Mr. Schramm is in the HOF for a reason.
With a 31-21-1 record the American Gauchos are a fairly safe bet on Turkey Day.
Interestingly, in the last 17 Thanksgivings, then Detroit and Dallas share identical 7-10 records.
Las Vegas looks like a team searching for a leader—and Derek Carr isn’t cutting it. Ever since the Gruden and Ruggs debacles, the Raiders have become anemic on offense, losing five of seven and scoring less than 17 points in those losses.
Las Vegas is hoping to catch Dak and the ‘Boys banged up, without Tyron Smith’s huge blocking talent, and Zeke Elliot nursing a sprained knee.
Dallas bounces back, Covers the Spread at home—Under the Number.
Buffalo Bills (-4.5) at New Orleans Saints (+4.5) 45
If I have to read another, “What’s Wrong with the Bills” article, I’m going to write one myself.
Let that be a warning to you.
It’s another case of the sports hacks in this country failing to see another pattern unfolding in a league specifically designed to:
Force the very few teams who annually compete for a ring to pick and choose where they will be thin or deep on the depth chart. Teams like Baltimore, Green Bay, and the Steelers…
Force successful teams to draft last…
Operate with a salary floor and cap…
…and revenue sharing…
There is absolutely nothing wrong with the Bills, that hasn’t been wrong with the Packers, Seattle, New Orleans, San Fran and Baltimore, Pittsburgh, or any other team—no matter how good they or their fans think they are.
If your team is weak or thin on either side of the line, it will cost you. Look at Green Bay when David Bahktiari is hurt, Dallas without Smith, Pittsburgh starting two rookies and a sophomore—and rookie tight end—on the O-Line, and missing three starters on the D-Line…
Cleveland and Phoenix need LBs…
Dallas needs a more consistent D-Line
The Rams need line backing.
Every Team Needs Somebody, Sometimes…(apologies to Dean Martin)
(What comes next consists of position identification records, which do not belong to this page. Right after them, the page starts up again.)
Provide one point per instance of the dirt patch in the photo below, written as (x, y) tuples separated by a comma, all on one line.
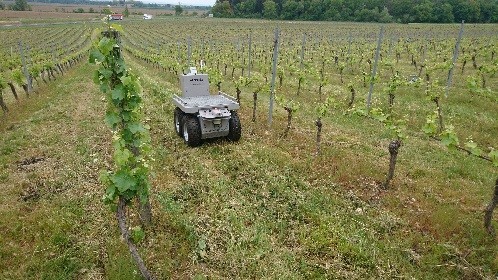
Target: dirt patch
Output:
[(28, 164)]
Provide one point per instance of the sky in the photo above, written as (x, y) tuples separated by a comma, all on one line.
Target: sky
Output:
[(183, 2)]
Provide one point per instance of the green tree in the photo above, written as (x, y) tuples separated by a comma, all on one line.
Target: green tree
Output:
[(222, 8), (269, 9), (292, 9), (424, 12), (468, 10), (444, 13), (21, 5), (178, 10)]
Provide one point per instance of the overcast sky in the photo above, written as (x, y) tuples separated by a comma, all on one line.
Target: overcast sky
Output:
[(183, 2)]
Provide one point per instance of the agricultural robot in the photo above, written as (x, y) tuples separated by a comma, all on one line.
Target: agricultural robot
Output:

What’s ailing Buffalo, is the same circumstance surrounding Baltimore and the Arrowheads. When Lamar Jackson, Patrick Mahomes, and Josh Allen entered the NFL, the pundits were washing their testicles like they were the second comings of Tom Brady—whose success, BTW, is tainted with repeated cheating.
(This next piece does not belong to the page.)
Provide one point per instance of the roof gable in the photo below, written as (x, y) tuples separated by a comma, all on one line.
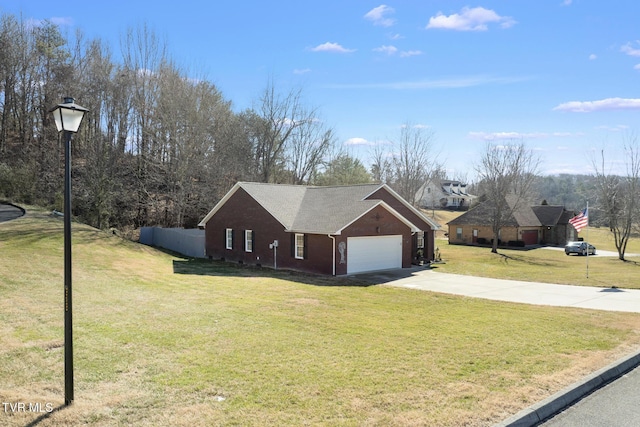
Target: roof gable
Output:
[(522, 216), (325, 210)]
Mahomes was labeled a “future HOFer” halfway though his first season, Jackson earned a MVP award, and Josh Allen has been labeled fearless and a future--
—Well, you get the idea.
The pattern most of the pundits fail to see is that it might take a year, sometimes two, but teams eventually figure out how to defense everyone—cheaters aside. There are only 32 professional football DCs in the entire known universe. They know what they are doing.
Truly gifted athletes—and really smart coaches—like the three aforementioned QBs find ways to overcome NFL reality, but the pattern is unmistakable.
It’s always fun to see creative coaches like Sean McVay and Sean Payton try and break the pattern by walking their own paths. McVay with his GM and owner have traded virtually their next two drafts to go all in for a ring now. Sean Payton just made Taysom Hill a rich man and seems to be quietly leaning to a permanent “dual QB” configuration with Hill and Jameius Winston splitting time. Payton’s method depends on driving defenses crazy by having to prepare for two different QBs.
Like the great Chuck Noll said, “Whatever it takes.”
Buffalo’s stats say their record should be the best in the AFC—but consider: their six wins have been against four awful teams and a convincing 18-point win against the suddenly struggling Chiefs. They lost to three quality teams and the inexplicable 9-6 mind-fuck meltdown against Jacksonville. That kind of victory profile is no better than Pittsburgh or KC or Tennessee.
In fact, a most unpleasant truth is starting to be told in the AFC—The Patriots might be the best team in the conference.
My book says when two teams are struggling on a short week take the Home Dog every time—it’s the higher value pick.